Les Britanniques participent de manière remarquable à la vie civique française et sont conseillers municipaux ou bénévoles dans les communes ; ils contribuent ainsi très souvent à la vie de leur communauté d’adoption, tout comme les Français établis au Royaume-Uni. Plusieurs villages français survivent ou revivent grâce aux bénévoles britanniques, notamment dans le Lot ou en Dordogne.
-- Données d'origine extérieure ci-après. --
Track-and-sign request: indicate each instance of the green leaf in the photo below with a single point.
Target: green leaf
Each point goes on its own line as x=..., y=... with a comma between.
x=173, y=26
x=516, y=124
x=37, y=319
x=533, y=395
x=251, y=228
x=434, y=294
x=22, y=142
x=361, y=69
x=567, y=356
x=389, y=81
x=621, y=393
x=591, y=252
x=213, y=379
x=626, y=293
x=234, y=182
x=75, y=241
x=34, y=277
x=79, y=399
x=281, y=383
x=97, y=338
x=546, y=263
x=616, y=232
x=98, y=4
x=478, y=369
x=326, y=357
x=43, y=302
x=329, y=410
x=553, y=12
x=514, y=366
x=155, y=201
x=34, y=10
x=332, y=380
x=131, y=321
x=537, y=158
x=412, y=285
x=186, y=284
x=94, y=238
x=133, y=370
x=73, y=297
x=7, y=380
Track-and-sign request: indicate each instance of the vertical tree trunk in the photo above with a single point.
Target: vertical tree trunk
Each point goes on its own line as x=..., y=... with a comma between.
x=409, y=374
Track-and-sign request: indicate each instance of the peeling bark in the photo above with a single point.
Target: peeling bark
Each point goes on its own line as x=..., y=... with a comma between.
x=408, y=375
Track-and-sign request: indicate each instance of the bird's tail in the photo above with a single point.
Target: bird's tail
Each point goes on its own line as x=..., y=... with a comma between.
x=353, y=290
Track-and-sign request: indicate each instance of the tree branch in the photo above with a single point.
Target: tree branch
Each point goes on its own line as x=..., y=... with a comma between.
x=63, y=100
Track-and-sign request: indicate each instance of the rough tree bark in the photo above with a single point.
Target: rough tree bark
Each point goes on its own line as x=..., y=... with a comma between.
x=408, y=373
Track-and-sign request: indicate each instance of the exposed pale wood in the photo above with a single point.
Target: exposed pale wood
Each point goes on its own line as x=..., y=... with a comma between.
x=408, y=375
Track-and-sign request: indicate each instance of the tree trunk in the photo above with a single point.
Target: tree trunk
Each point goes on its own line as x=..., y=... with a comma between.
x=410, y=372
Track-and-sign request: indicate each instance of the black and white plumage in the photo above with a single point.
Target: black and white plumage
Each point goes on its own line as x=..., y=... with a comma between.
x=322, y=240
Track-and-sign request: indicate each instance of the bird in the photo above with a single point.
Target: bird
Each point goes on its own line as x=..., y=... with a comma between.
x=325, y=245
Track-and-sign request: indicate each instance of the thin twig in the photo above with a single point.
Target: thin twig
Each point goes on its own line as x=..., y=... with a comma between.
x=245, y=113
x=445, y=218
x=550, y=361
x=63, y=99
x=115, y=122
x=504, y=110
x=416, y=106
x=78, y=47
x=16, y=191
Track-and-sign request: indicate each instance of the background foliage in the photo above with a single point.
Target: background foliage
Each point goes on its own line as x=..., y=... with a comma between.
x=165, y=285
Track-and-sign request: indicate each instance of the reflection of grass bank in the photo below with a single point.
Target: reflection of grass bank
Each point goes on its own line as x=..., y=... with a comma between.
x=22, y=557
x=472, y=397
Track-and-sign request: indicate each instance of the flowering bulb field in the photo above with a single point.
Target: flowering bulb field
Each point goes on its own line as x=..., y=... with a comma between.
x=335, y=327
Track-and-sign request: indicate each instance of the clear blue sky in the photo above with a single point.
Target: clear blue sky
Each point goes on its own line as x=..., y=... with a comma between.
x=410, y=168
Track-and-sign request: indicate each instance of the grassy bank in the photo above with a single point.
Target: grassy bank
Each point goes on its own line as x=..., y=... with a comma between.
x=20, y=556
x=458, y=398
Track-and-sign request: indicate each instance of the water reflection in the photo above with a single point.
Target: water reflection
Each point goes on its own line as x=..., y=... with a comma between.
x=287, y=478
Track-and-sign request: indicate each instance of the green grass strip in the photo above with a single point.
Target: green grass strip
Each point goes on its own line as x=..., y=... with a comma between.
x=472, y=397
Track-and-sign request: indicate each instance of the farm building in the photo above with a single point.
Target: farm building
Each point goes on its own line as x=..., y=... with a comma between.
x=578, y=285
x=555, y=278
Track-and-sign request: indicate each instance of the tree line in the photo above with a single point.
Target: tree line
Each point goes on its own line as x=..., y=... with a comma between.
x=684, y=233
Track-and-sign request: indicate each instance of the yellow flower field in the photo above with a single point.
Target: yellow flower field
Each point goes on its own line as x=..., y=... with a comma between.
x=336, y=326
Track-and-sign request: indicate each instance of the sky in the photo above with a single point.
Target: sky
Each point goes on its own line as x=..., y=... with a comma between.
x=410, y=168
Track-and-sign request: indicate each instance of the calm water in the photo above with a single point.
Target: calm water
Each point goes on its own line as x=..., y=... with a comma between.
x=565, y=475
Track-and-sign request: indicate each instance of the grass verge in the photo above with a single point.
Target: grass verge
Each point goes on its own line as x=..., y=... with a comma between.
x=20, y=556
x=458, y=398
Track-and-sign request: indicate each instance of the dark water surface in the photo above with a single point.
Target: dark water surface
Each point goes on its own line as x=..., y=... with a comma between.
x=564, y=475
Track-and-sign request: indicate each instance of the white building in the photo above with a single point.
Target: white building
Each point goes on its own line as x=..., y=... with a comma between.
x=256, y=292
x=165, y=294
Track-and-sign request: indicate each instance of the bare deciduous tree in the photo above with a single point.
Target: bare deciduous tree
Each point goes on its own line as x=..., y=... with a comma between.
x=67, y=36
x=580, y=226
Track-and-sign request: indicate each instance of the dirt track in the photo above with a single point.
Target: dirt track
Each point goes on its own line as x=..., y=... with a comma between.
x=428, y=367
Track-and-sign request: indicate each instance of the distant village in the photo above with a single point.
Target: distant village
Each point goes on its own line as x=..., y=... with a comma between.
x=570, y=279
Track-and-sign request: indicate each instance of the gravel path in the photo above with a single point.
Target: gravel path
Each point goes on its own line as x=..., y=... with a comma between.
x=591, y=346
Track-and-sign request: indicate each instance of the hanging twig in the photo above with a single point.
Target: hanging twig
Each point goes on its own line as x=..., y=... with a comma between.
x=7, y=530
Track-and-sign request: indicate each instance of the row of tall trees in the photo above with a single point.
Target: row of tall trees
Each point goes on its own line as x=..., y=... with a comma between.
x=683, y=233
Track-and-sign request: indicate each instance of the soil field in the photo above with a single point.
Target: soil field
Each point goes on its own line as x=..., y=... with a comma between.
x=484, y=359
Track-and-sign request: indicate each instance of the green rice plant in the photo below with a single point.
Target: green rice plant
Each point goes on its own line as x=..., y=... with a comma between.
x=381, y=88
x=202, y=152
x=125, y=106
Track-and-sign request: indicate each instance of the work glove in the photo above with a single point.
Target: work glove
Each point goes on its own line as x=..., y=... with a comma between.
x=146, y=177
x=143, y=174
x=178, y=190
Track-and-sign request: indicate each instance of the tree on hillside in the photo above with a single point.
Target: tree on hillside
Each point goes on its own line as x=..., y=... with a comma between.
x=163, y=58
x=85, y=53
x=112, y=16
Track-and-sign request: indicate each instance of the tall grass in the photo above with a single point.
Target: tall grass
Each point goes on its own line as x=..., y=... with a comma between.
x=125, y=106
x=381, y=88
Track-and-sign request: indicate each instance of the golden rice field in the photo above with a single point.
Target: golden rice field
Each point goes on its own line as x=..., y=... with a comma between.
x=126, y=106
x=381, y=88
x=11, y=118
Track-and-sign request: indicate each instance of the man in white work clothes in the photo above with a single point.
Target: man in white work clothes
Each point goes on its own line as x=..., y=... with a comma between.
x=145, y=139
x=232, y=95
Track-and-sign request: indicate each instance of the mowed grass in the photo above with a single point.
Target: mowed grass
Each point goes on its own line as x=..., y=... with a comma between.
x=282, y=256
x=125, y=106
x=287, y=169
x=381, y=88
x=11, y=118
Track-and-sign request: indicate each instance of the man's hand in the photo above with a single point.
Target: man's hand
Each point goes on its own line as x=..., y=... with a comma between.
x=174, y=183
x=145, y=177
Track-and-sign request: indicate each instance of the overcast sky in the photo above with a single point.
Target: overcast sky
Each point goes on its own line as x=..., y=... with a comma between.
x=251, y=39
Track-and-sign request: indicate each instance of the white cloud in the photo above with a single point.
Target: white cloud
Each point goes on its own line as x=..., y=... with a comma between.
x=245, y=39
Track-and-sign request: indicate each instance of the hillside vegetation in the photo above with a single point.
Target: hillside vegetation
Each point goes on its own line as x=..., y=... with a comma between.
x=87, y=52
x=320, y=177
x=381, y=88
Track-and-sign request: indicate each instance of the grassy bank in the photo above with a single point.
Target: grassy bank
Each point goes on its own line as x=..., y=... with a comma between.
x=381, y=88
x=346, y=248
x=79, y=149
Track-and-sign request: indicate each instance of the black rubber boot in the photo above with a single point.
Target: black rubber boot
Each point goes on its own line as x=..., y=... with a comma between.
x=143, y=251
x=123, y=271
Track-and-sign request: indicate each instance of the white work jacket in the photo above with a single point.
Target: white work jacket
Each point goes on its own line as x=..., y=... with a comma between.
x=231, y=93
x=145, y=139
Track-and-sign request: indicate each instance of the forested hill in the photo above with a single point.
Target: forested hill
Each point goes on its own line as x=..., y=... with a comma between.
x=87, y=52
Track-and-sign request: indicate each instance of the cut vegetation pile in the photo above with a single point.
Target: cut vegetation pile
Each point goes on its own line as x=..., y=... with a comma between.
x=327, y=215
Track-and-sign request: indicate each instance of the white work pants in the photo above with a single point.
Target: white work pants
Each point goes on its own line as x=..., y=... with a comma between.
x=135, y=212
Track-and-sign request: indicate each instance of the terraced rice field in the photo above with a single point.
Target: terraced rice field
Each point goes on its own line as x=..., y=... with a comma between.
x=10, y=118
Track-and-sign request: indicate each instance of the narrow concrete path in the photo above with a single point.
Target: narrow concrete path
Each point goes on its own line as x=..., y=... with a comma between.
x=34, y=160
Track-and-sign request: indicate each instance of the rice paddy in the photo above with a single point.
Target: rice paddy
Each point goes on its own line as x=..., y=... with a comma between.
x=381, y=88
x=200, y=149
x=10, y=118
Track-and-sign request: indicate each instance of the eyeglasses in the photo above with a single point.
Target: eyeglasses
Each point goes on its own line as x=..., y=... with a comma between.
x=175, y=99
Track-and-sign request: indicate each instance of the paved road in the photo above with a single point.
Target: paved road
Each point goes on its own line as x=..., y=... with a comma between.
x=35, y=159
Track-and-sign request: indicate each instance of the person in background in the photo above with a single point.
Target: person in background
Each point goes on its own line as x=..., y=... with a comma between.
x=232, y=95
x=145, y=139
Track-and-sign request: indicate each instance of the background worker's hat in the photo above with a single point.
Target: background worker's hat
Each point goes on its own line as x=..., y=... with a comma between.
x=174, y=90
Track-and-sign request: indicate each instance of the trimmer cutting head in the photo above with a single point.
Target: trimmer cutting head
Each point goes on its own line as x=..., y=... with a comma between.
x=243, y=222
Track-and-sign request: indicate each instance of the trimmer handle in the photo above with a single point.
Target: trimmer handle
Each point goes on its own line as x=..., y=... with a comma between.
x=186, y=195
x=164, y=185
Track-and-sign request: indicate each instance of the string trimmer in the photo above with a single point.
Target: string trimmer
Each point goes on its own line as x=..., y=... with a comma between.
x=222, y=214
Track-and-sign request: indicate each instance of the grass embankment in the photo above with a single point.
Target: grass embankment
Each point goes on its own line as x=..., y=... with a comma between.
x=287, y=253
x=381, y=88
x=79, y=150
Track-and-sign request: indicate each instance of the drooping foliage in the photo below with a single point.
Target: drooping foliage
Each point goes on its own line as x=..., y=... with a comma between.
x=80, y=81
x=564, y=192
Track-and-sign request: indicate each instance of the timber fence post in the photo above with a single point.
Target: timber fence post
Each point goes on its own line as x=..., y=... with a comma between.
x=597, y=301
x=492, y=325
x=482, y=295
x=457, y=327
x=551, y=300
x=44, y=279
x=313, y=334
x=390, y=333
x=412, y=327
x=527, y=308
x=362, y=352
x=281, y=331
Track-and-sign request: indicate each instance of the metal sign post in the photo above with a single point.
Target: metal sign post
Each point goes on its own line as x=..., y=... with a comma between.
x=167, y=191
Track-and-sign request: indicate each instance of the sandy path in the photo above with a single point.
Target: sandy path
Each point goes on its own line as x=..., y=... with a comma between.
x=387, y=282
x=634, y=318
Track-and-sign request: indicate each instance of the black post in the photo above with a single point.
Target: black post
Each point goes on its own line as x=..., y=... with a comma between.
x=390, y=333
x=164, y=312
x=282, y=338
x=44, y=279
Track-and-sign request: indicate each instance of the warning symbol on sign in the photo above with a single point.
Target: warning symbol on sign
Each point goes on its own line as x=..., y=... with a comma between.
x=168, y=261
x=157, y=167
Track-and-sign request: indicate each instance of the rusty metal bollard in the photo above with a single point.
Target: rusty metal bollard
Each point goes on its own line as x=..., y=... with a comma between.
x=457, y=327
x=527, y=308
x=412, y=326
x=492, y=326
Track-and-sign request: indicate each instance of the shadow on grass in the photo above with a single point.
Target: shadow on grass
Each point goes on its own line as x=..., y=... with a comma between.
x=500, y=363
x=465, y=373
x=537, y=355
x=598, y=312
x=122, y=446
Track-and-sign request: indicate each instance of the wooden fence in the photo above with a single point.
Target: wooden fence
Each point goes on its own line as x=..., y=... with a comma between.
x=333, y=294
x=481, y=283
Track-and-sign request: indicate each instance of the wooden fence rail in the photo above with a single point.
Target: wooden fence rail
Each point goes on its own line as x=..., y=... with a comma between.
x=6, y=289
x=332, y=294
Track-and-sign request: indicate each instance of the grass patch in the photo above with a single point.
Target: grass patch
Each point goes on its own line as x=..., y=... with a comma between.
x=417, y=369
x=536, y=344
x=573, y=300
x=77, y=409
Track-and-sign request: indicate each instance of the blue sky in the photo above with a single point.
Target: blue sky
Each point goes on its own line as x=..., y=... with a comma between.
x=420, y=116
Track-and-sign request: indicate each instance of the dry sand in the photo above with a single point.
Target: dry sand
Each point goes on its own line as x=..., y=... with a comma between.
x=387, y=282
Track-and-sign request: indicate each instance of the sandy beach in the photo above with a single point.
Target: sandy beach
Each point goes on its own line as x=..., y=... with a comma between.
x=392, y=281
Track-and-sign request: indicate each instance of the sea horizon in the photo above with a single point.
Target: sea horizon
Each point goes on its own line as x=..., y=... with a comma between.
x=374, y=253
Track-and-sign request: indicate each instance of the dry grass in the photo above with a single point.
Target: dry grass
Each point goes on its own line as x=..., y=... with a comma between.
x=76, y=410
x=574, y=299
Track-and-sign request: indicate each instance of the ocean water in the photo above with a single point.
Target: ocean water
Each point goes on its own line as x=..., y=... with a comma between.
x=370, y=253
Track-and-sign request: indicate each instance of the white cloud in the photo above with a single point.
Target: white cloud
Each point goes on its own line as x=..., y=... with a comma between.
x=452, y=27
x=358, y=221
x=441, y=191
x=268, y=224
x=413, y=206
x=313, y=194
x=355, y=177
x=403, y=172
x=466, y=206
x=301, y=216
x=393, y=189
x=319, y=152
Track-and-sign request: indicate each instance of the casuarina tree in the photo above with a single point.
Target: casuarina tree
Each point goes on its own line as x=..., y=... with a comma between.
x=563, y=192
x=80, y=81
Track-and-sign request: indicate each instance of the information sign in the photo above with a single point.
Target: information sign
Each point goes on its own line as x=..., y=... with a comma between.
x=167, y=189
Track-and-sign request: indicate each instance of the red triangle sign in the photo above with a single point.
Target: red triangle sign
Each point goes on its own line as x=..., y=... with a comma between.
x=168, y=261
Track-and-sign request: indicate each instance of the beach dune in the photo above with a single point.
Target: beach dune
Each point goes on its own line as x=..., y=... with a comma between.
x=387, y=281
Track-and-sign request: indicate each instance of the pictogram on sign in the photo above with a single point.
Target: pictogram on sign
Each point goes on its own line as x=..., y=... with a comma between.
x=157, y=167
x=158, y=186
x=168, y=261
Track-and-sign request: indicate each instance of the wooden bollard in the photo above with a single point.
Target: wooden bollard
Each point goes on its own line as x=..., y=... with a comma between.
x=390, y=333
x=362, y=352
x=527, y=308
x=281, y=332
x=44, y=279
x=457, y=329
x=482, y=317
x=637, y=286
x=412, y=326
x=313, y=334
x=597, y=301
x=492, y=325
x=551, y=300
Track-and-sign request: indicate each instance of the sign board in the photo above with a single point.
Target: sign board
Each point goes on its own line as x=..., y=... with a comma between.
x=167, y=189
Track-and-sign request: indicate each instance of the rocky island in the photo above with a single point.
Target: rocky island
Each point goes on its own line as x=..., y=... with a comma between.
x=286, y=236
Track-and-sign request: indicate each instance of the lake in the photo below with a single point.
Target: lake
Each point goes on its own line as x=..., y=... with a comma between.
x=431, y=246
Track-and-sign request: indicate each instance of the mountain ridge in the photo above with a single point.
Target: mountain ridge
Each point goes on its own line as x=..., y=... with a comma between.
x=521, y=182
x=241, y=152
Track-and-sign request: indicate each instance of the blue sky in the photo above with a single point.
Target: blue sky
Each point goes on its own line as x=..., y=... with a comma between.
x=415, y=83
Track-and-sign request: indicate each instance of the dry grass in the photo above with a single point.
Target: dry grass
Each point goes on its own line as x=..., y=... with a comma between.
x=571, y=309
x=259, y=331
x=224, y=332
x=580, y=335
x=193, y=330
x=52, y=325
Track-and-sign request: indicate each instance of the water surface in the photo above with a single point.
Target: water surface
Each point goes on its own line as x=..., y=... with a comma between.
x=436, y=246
J’ai reçu de nombreux témoignages de membres d’associations du BCC, du mensuel The Connexion, voix des Britanniques en France, et de l’association promouvant les droits des citoyens expatriés dans l’Union européenne (ECREU — Expat Citizen Rights in EU), créée, comme plusieurs autres, au lendemain du résultat du référendum. L’ECREU a rassemblé un échantillon de 2 333 Britanniques vivant en France, soit 10 à 11 % du total, pour les interroger : il ressort de cette enquête que 84 % des personnes se soucient de leur couverture santé, principalement les retraités et les préretraités qui n’ont pas cotisé au système français ; 81 % craignent la suppression des hausses des pensions de retraite britanniques prévues pour compenser l’augmentation du coût de la vie et s’interrogent également sur le régime d’imposition et de prélèvement social sur des pensions versées par un État qui ne serait plus membre de l’Union européenne ; 74 % évoquent l’évolution du taux de change ; 74 % s’inquiètent d’éventuelles restrictions en matière de voyage ; 70 % sont préoccupés par le maintien du droit de posséder des biens immobiliers en France et d’y habiter ; 65 % souhaitent acquérir le droit de vote aux élections britanniques même après quinze ans de résidence à l’étranger, mais s’inquiètent également de la perte du droit de voter et d’être candidat aux élections municipales et européennes en France ; 58 % s’interrogent sur les nouvelles règles de succession internationales ; 56 % refusent la perspective d’échanger les permis de conduire comme il fallait le faire avant ; 52 % veulent avoir la possibilité de prendre leur retraite dans le pays de leur choix ; 44 % se soucient des conditions de résidence au Royaume-Uni des citoyens d’autres pays de l’Union européenne ; 29 % sont inquiets de l’emploi en France ; 19 % citent le droit de fonder et de faire fonctionner une entreprise en France et 18 % parlent de l’immatriculation des voitures en France. J’ajoute à cette liste les sujets complémentaires communiqués par les membres des associations du BCC et par les lecteurs de The Connexion : le programme Erasmus, les passeports pour les animaux domestiques, les allocations pour les handicapés et l’ensemble des allocations versées par le Royaume-Uni, l’emploi et les droits à la retraite des fonctionnaires britanniques dans les institutions européennes.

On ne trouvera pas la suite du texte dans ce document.